You can see that "[label]" works in the merge, but why doesn't this exist for 'merge.relationship'?

Actually, the problem is in the Match statement, not the "merge" part

Try using apoc.cypher.run() this may work. I am not able to test since I'm not sure exactly what your file structure is, so feel free to modify and adjust as needed.

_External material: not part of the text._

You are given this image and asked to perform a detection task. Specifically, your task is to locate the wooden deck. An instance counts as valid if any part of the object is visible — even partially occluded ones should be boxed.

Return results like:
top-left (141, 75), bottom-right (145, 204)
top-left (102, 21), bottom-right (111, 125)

LOAD CSV WITH HEADERS FROM 'file:///test.rel.csv' AS row
WITH row, row.headType AS headLabel, row.tailType AS tailLabel
// Remake of MATCH (a:headLabel {id: row.head})
CALL apoc.cypher.run("MATCH (a:" + headLabel + "{id:$headId}) RETURN a", {headId:row.head})
YIELD value
WITH row, tailLabel, value.a AS a
// Remake of MATCH (b:tailLabel {id: row.tail})
CALL apoc.cypher.run("MATCH (b:" + tailLabel + "{id:$tailId}) RETURN b", {tailId:row.tail})
YIELD value
WITH row, a, value.b AS b

CALL apoc.merge.relationship(a, row.relationship, {}, {}, b)
YIELD rel
RETURN rel;

Although I recommend either using some external language driver such as Java or Python to be able to more easily loop through the labels and inject those label strings into the cypher query.

OR

changing your import file structure

OR

Changing your neo4j data model (depends on what your user story is and the goals you have for your model).